Title: Petroleum Source-Rock Potential of Pennsylvanian Black Shales in Powder River Basin, Wyoming, and Northern Denver Basin, Nebraska: ABSTRACT

Author(s): Jerry L. Clayton, Robert T. Ryder


We analyzed 70 black shale samples from the middle member of the Minnelusa Formation (Pennsylvanian) in the Powder River basin of Wyoming and South Dakota, and from equivalent rocks of Desmoinesian age in the northern Denver basin of Nebraska. Organic-carbon content of these shales ranges from less than 1 to 26 wt. % (average = 5.4 wt. %). The shales contain predominantly type II organic matter and yield an average of 27,000 ppm hydrocarbons upon pyrolysis (S2 yield, Rock-Eval). These data indicate that the shales are excellent potential source rocks. Thermal maturation data (vitrinite reflectance, pyrolysis, hydrocarbon geochemistry) indicate that some hydrocarbon generation has occurred, although complete generation of available hydrocarbons has not occurred or the samples analyzed in this study.

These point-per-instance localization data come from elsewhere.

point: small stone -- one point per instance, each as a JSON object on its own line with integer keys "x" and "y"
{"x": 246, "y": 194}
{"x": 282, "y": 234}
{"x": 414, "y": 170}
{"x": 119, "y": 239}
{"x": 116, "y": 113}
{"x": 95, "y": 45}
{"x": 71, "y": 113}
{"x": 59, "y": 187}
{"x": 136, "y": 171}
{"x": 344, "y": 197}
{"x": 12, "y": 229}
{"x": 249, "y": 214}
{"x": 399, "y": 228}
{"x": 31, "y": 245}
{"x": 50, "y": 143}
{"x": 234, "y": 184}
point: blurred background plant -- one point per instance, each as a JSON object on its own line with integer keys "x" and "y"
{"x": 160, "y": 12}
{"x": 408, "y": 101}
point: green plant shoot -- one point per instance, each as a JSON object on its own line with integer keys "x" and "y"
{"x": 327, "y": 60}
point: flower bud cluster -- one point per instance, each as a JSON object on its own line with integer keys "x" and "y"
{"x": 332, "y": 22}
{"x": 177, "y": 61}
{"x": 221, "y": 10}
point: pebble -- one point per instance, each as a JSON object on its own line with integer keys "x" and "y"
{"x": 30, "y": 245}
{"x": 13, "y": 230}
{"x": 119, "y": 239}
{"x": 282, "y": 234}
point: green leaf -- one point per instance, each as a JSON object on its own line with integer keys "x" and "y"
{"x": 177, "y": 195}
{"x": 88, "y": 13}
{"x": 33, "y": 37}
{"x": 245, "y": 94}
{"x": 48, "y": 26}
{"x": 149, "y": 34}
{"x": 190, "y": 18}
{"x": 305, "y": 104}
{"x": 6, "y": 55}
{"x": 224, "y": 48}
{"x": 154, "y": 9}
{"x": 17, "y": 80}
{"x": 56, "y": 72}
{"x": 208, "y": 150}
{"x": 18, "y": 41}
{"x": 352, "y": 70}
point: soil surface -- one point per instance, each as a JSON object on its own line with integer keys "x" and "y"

We analyzed 12 oil samples from fields producing from the Minnelusa Formation, for comparison with extracts from the black shales. Two, and possibly three, genetic oil types are produced from sandstone reservoirs in the Minnelusa Formation. One type is produced from sandstone reservoirs in the upper member (Permian), and a second type is produced from the middle member Leo sandstones (Pennsylvanian). This second oil type can be subdivided into two subgroups based on chemical composition, although we cannot determine from our data whether these are genetically distinct oils. Extracts from the black-shale samples correlate well with the two or three oil types based on stable carbon isotope composition and detailed molecular hydrocarbon composition determined by gas chromatography-mass s ectrometry (C9+ alkanes and biomarkers). These results suggest that oil produced from the upper and middle members of the Minnelusa Formation in the Powder River basin is derived locally from the Pennsylvanian black shale and is not a product of long-range migration from the Phosphoria Formation in western Wyoming.